What is Medicare and the MSP?
Medicare is a federal health insurance program. Medicare entitlement comes 2 years after the date of disability under Social Security’s definition. Medicare coverage, unlike Medicaid, is available without regard to the client’s finances.
If a client is covered by Medicare, you must worry about the Medicare Secondary Payer (MSP) statute. The MSP is a series of statutory provisions enacted during the 1980s as part of the Omnibus Reconciliation Act with the goal of reducing federal health care costs. The MSP provides that if a primary payer exists, Medicare only pays for medical treatment relating to an injury to the extent that the primary payer does not pay. CFR Title 42, Part 411, Subpart B, Section 411.20 (2) provides “[s]ection 1862(b)(2)(A)(ii) of the Act precludes Medicare payments for services to the extent that payment has been made or can reasonably be expected to be made promptly under any of the following” (i) Workers’ compensation; (ii) Liability insurance; (iii) No-fault insurance.

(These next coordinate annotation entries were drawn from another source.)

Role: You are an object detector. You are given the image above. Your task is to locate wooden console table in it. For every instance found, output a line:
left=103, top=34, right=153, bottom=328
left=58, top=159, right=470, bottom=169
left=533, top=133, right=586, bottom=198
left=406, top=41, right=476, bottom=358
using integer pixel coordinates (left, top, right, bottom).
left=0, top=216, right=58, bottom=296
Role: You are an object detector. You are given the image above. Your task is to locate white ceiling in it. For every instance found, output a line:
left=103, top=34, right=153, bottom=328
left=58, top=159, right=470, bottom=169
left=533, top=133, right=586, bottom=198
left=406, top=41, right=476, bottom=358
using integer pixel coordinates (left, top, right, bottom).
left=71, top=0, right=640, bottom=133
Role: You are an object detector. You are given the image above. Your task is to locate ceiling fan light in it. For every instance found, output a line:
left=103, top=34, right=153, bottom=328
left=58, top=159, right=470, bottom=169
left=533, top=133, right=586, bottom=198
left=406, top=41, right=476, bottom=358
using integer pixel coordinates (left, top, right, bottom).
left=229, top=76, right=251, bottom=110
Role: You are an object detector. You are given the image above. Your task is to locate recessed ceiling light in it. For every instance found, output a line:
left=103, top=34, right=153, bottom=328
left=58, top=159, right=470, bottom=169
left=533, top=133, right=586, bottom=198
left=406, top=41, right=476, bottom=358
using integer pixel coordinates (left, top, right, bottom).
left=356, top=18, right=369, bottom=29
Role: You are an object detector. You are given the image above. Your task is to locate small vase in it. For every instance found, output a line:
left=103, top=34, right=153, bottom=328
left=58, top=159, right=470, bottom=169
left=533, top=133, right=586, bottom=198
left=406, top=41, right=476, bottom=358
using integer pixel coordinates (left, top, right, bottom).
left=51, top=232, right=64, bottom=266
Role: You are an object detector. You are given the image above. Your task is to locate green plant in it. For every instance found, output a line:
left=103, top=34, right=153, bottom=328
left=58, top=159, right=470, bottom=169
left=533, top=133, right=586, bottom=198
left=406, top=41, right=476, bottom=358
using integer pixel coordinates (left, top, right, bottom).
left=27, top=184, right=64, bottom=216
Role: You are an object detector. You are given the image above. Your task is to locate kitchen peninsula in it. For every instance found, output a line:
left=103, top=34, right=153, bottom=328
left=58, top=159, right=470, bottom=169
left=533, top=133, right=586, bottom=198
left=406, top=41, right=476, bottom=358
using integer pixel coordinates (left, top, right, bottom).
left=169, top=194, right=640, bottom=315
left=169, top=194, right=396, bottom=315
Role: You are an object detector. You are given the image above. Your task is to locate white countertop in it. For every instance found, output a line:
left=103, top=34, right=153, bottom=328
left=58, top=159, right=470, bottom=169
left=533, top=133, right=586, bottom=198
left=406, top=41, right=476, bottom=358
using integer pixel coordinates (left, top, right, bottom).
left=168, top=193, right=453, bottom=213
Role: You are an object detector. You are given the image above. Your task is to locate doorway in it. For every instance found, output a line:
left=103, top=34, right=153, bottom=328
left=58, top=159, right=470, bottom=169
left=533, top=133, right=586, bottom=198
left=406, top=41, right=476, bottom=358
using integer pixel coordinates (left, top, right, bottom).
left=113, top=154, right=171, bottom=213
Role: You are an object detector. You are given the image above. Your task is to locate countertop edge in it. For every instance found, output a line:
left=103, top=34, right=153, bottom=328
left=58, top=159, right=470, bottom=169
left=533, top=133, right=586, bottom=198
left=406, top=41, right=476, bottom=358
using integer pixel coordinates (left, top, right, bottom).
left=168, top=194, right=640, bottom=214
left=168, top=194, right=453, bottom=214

There are two issues that the MSP deals with: (1) Medicare payments made prior to the date of settlement and (2) future Medicare payments for covered services. Enforcement of the MSP as it pertains to future Medicare covered services began back in 2001 when the Centers for Medicare and Medicaid announced in a memorandum the requirement to set aside a portion of Workers’ Compensation settlements allocated to future Medicare covered expenses. This memo was the genesis of a whole new industry – Medicare Set-Aside professionals who do allocation and administration of Medicare Set Asides. Recently, there have been some developments that indicate that the MSP may be enforced to a greater extent in liability settlements in regard to future Medicare covered expenses.